Ekleme Tarihi: 19 Şubat 2021 - Cuma

Yüksek Mahkeme Başkanı Narin Şefik: 'Maliyetin ne olacağını söyleyemem'

Covid-19’un, evrile evrile bizi daha uzun süre rahat bırakmayacağını bilim insanları söylüyor. Tek umut aşılama, “bu süreç tamamlana kadar olabildiğince izolasyon”diyen de yine bilim insanları. Merak etmeyin bu konuda bir yazı yazmayı düşünmüyorum, zira yüzlerce var. Ben önce Neyzen Tevfik’ten bir dize yazayım, sonra konuya geçeyim. “Türkü yine o türkü sazlarda tel değişti.” Anladığınızı düşündüğüm üzere konum seçim.. Çünkü, pandemi başladığından beri Kuzey Kıbrıs’ta; Covid 19’un korkusu ile birlikte “aman yine mi seçim!!” kaygısı ile nefes aldık. Bu kaygımızın haksız olmadığını da süreç, an be an bize hissettirdi. Çeşitli adlarla bol seçim yaşadık. Meclis aritmetiği ortada iken koalisyon bozduk. Yeni koalisyon hükümeti kurulması için 45 gün harcadık. Biz diye yazıyorum. Çünkü, temsili demokraside, Meclis, bizim aynamız. En hafif krizde bile yönetimde istikrar, planlama ve organizasyonda bütünsellik esas iken biz Kuzey Kıbrıs’ta tam tersini yaşıyoruz. İlk başta tüm halkın sürece ve kurallara uymakta gösterdiği anlayışın temel sebebi bir bilinmezliğin açmazında olduğumuz gerçeğiydi. Pandeminin başlangıcından bugüne bir yıl geçmişken; artık ne olduğunu bütün dünya biliyor ve bilim çare arıyor.
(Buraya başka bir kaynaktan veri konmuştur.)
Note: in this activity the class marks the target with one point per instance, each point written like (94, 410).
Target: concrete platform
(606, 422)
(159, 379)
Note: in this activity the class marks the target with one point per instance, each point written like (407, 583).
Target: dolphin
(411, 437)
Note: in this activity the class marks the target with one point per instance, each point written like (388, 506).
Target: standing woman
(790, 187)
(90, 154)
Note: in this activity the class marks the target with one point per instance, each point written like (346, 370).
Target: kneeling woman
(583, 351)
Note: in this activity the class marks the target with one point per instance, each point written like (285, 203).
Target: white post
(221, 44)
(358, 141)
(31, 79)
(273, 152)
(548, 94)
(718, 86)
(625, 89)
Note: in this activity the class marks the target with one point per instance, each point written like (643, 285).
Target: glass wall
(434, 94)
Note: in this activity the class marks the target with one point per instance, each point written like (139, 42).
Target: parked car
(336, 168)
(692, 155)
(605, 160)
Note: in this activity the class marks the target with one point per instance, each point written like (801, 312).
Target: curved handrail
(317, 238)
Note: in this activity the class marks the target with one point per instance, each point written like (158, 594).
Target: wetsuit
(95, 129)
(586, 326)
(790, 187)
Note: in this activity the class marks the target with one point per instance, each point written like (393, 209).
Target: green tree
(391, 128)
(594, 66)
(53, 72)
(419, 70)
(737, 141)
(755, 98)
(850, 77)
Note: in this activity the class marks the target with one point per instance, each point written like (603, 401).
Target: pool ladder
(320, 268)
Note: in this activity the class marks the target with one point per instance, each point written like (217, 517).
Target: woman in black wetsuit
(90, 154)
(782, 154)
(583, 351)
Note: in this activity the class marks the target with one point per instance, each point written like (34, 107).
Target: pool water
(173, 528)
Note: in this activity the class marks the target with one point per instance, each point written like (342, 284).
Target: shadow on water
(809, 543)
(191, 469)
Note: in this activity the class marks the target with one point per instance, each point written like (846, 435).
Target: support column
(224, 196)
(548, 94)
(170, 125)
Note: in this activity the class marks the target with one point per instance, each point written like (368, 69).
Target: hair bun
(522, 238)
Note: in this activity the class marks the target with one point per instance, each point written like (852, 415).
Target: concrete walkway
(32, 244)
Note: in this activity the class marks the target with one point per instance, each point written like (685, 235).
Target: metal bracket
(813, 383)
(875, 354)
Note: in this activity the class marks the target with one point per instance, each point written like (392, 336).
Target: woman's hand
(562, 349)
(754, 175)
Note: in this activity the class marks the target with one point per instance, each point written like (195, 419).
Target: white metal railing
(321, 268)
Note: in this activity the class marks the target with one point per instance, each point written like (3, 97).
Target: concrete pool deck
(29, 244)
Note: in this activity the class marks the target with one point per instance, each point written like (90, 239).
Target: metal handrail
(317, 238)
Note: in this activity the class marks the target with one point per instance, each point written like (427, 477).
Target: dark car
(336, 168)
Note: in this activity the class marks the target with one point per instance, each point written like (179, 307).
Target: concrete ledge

Dönelim bize; koalisyon hükümetinden, muhalefete bırakınız istikrarı, birliği her tökezlemede halkın çare üretmesini beklediği siyasi yöneticilerin büyük bir bölümünün ağzından iki heceli aynı kelime çıkıyor. “SEÇİM”.. Yine Neyzen Tevfik’in dizesine gönderme yapayım. Seçime gidilse bile; türkü de büyük ölçüde telde aynı kalacak iken ne değişeceğini sorgulamadan edemiyorum. Yönetim kademesinde bu yaklaşımı izleyen ve adeta kitlesel depresyon yaşayan halkın bir bölümünün de fena halde bam teline basılıyor.  Doğal karşılamaya başladığım öfke patlamaları yaşanıyor. Kısacası akıbeti eni konu meraktayım. Hal böyle iken her zaman olduğu gibi bir bilene danışayım istedim. Bugün köşe konuğum 2015 yılından bu yana Kuzey Kıbrıs Türk Cumhuriyeti Yüksek Mahkemesi Başkanlığını yürüten ve benim özel saygı duyduğum bir isim Narin Şefik. Çok yoğun bir gününde, ayırdığı zamana teşekkürlerimle, başlayalım.

 

İçinde bulunduğumuz koşullarda YMB’nda çalışmalarınızı nasıl yürütüyorsunuz?

 

Acil davalar dışında dava yapılmıyor. 
Anayasa Mahkemesi huzurunda yürütmeyi durdurma talebi ile bir istida dosyalandı, ilk günlerde. Zoom üzerinden istidayı 3 kez görüştük, şu an 25/2’a dinlenmek üzere tayin edildi. Dinleme aşamasında Mahkeme salonunda taraflarla bir araya gelmek gerekir. Yüksek İdare Mahkemesi’nin önümüzdeki hafta dinlenmesi gerekli davası var. 3 yargıcın salonda bunu dinlemesi gerekir. Yargıtayın huzurunda da acil istinaflar var, bunların da Mahkeme salonunda dinlenmesi gerekir. Bilhassa mutasyona uğramış virüsün ülkemize gelmiş olması nedeni ile Bulaşıcı Hastalıklar Üst Komitesine hangi koşullarda Mahkeme salonlarının kullanılması hususunda tavsiyelerini sordum. Cevap bekliyoruz. 3 dakikadan kısa bir zamanda dava görülmesi mümkün olmadığından gerek kaza mahkemelerinde gerekse yüksek mahkemede gerekli tedbirlerin alınması gerekir.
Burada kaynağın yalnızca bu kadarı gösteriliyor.